High prices often confront us. Government is trying to control inflation, which is increasing beyond its desired levels—an ideal of about 2% annually but currently is about 9%. Why do prices increase and why do they drop? Why do things appreciate and increase in value over time? Why do they depreciate?
Market forces, we are told. The law of supply and demand. As such, a common definition of economics is that it is the sum of all the millions or billions of daily decisions made by humans as to what to produce, consume, sell and buy.
The medium of exchange for these transactions is money in all its forms, whether hard currency or virtual or in kind.
The economist John Maynard Keynes described monetary circulation as the lifeblood of an economy. Like real blood in a real human body, its health and ability to circulate determine how healthy the organism or the economy is.
What is healthy money? It is something backed by value or has intrinsic value (to either or both the seller and buyer) and sound fiscal policy—prudent and productive spending, manageable debt put to good use and good payment history. Conversely, unhealthy money has unstable value and is poorly managed.
Related: Is the Philippine economy ‘backward’?
Blood carries oxygen and nutrients to all parts of the body. When blood goes to the brain, it makes sound planning and sound decision-making possible. When it goes to the skin, it makes our quality of life glow and our appearance attractive.
Thus, the cholesterol blocking our veins and arteries is like the economic obstacles that hinder good monetary circulation. These economic obstacles can be as simple as lack of access to affordable credit and as complicated as the economic system itself, such as full market capitalism with little regard for equitable distribution of wealth.
Spending power
Good monetary circulation happens when people have spending or purchasing power and the goods and services are there for them to purchase and enjoy. Trading, the exchange of goods and services, is the expression of good production and efficient positioning or deployment of skills that satisfy people’s needs and wants.
Loss of blood or hemorrhaging is like money leaving in huge amounts—capital flight—or not coming in to begin with; no one wants to invest or do business in a country, and the economy becomes weak and anemic. For lack of funding or investment in productive activity, people seek work overseas or turn to crime or lotto or online gambling in the hope of becoming financially sound, a soundness which most lotto winners lose soon enough. We don’t know about the criminals, though, as scammers seem to be thriving.
Inflation is a lot of money in circulation for fewer goods, and therefore prices increase and so the economy has hypertension. The answer is greater efficiency, productivity and distribution, but these are dependent on the environment (think natural calamities), political considerations (think oil), the efficiency of the supply chain (think infrastructure), the quality of human resources (think education), technology (think internet speed), the legal structure (think red tape, labor laws), culture (think lazy people).
In short, there is no short answer to increasing productivity or to finding an optimum level among all the factors that influence productivity.
And when productivity does not improve or trading is not profitable for an extended period, the economy falls into a recession where it needs to be put into some kind of intensive care (such as government intervention) for economies. Problem is, no one is quite sure how bad a recession is and how long it will last until it has actually taken place.
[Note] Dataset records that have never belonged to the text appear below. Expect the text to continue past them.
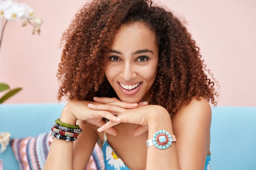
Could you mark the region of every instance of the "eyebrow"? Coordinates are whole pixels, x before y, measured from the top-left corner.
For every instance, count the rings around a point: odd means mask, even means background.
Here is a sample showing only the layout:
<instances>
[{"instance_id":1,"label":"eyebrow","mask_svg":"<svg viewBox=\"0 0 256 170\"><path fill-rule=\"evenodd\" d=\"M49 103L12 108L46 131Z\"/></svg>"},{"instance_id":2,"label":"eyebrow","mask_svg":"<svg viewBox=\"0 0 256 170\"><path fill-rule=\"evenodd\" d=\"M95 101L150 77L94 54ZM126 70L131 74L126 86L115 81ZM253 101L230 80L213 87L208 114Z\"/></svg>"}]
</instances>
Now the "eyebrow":
<instances>
[{"instance_id":1,"label":"eyebrow","mask_svg":"<svg viewBox=\"0 0 256 170\"><path fill-rule=\"evenodd\" d=\"M120 51L117 51L116 50L110 50L109 52L110 53L115 53L116 54L122 54L122 53L121 53ZM132 53L132 55L134 55L135 54L140 54L141 53L150 53L153 54L154 54L154 53L152 51L147 49L146 49L144 50L138 50L135 52L134 53Z\"/></svg>"}]
</instances>

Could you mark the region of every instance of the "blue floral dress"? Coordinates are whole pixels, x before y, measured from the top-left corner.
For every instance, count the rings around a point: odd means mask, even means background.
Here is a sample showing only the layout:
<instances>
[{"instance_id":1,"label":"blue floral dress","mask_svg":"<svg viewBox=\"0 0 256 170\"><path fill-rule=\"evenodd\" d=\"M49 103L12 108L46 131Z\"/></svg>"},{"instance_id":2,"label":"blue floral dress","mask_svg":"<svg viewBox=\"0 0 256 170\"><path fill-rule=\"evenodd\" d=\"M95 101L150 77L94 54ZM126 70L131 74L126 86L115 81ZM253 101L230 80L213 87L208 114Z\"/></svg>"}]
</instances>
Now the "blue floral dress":
<instances>
[{"instance_id":1,"label":"blue floral dress","mask_svg":"<svg viewBox=\"0 0 256 170\"><path fill-rule=\"evenodd\" d=\"M104 133L102 152L105 163L105 170L131 170L117 156L107 141L107 134ZM211 155L206 157L204 170L210 170Z\"/></svg>"}]
</instances>

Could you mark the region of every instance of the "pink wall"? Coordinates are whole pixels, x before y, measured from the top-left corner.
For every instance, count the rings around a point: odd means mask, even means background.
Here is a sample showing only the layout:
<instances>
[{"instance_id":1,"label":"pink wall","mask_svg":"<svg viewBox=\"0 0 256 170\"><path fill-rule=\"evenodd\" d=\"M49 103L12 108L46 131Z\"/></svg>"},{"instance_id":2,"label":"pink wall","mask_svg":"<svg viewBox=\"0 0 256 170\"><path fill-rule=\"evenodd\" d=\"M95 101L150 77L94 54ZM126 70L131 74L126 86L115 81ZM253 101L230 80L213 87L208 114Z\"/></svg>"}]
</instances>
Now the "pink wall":
<instances>
[{"instance_id":1,"label":"pink wall","mask_svg":"<svg viewBox=\"0 0 256 170\"><path fill-rule=\"evenodd\" d=\"M57 102L56 74L62 33L82 0L24 0L44 23L40 35L8 23L0 51L0 82L22 91L6 103ZM219 106L256 106L256 1L162 0L187 21L203 57L221 86ZM1 95L2 93L0 93Z\"/></svg>"}]
</instances>

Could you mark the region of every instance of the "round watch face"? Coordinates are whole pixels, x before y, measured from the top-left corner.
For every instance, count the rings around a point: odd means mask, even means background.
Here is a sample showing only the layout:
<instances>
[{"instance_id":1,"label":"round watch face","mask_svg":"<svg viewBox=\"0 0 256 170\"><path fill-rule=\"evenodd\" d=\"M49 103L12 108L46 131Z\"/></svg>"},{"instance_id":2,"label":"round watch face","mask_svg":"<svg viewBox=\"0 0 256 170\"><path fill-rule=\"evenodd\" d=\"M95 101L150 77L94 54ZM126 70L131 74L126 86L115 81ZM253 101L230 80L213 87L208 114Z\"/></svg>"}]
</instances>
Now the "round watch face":
<instances>
[{"instance_id":1,"label":"round watch face","mask_svg":"<svg viewBox=\"0 0 256 170\"><path fill-rule=\"evenodd\" d=\"M171 145L172 135L166 130L159 130L153 135L153 144L159 149L166 149Z\"/></svg>"}]
</instances>

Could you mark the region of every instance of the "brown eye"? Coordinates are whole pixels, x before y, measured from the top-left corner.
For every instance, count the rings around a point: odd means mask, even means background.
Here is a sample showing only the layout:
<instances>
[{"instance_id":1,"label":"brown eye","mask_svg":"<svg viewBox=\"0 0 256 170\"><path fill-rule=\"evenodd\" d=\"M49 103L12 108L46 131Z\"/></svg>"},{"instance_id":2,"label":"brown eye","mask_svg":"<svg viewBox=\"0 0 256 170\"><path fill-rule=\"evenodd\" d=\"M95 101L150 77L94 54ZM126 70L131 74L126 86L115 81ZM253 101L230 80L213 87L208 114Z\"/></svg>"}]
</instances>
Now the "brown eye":
<instances>
[{"instance_id":1,"label":"brown eye","mask_svg":"<svg viewBox=\"0 0 256 170\"><path fill-rule=\"evenodd\" d=\"M111 60L114 61L118 61L119 60L119 58L118 58L118 57L116 56L110 56L109 57L109 59Z\"/></svg>"},{"instance_id":2,"label":"brown eye","mask_svg":"<svg viewBox=\"0 0 256 170\"><path fill-rule=\"evenodd\" d=\"M140 62L145 62L148 59L148 57L146 56L140 56L137 59L137 61Z\"/></svg>"}]
</instances>

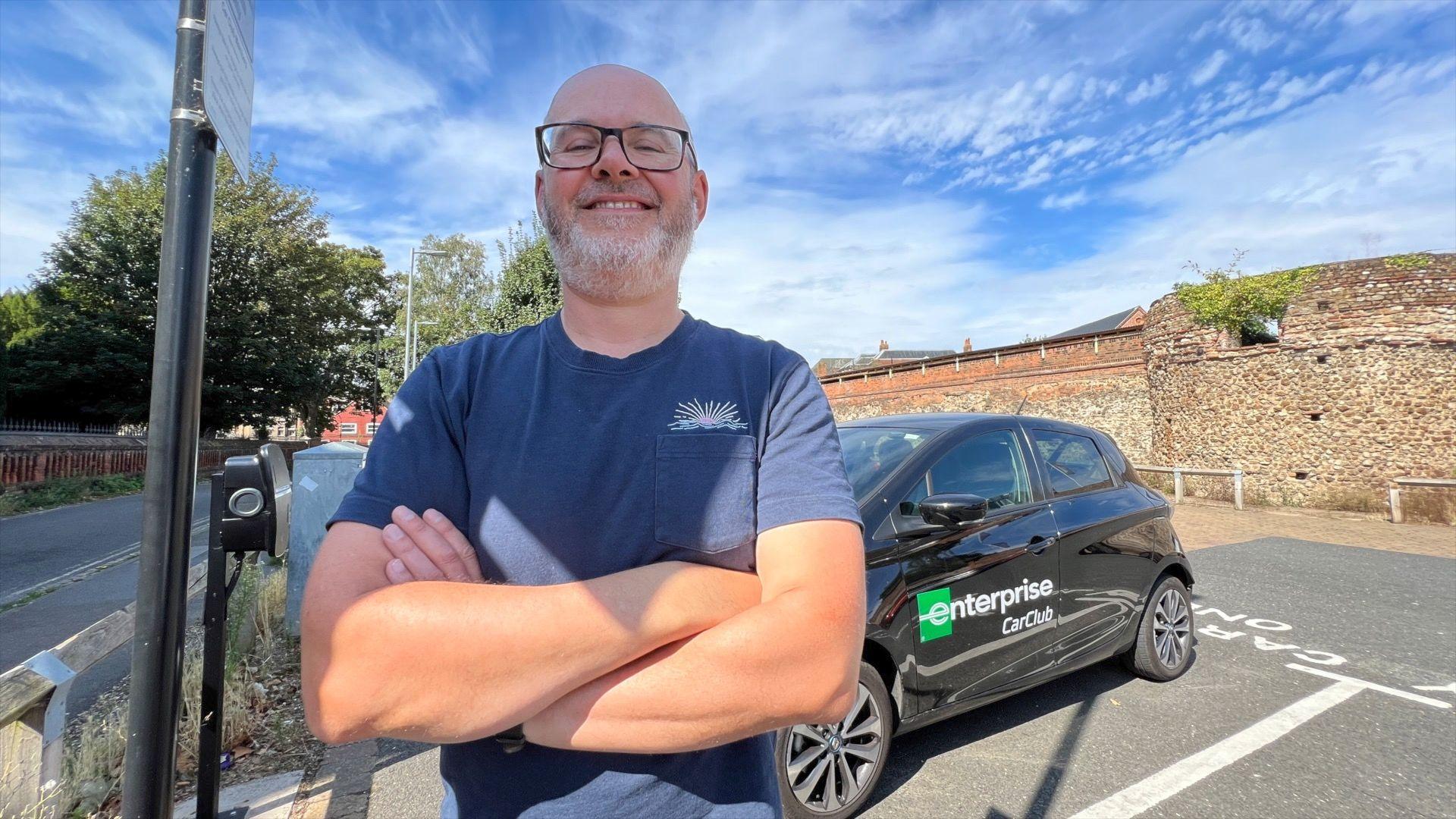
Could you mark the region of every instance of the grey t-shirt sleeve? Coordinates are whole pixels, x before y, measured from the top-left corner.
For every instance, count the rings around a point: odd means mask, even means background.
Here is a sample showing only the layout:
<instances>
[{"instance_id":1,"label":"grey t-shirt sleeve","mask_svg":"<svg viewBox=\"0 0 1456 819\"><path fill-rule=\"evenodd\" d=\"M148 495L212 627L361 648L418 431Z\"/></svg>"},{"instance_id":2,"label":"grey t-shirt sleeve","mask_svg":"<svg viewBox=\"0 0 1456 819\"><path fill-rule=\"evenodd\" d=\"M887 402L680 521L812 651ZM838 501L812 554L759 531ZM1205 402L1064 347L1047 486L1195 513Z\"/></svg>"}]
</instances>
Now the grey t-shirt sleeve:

Even professional economists are hard put to accurately predict economic phenomena like business cycles; all they know is it will change. While economic theories and models attempt to explain the real world, the real world upends everything, as shown by financial crises in the past 30 years that hit the most powerful economies.
Financial mismanagement is very possible when “playing” with money or its derivatives (like speculative buying of financial instruments) in the desire to make more money. It’s like bulking up on steroids and instead becoming vulnerable to health threats, such as when widespread payment defaults happen.
What is worse is when hyperinflation takes place because the government has overprinted hard currency to meet its liabilities but there is no corresponding availability of goods and services, and so the currency practically has no value.
Government plays doctor through its central bank (or blood bank, following the Keynesian metaphor) by infusing money into a sluggish economy and lowering or raising interest rates to help regulate inflation. But the government has become an outsized player in the economy as it has become the biggest employer, the biggest spender and the biggest debtor, so the government needs to strike a balance between regulator and outright intervenor.
3 words
My attempt to teach my son life lessons for fiscal management—he is an economics graduate, by the way—I summed up to him in three words: budget, save, invest. These are essentially the same things we were taught by our grandparents and parents—live within your means, set aside a portion of your income for a rainy day, get property.
But economic decisions, like many human decisions, are not always rational; greed, vanity, profligacy, indolence often win out. I realize that my simple advice for good fiscal management is just as inadequate as the next economic model because the ultimate determinant of economic soundness or unsoundness is the human person (coupled with their environment), very often ruled by emotions, not the rational mind that adds up credits and debits with cold efficiency. Going vegan to achieve optimum health is a worthy goal, just as an efficiently run market economy is, but the nature of human behavior is the monkey wrench that throws things out of whack.
This being so, you need to ask yourself: Is there a higher purpose to all this, to economics? Life is basically economics, and you realize it is only the fun and fulfillment we get in making these decisions, good and bad, that make it worthwhile.
As my father used to remind me, “We eat to live, not live to eat.”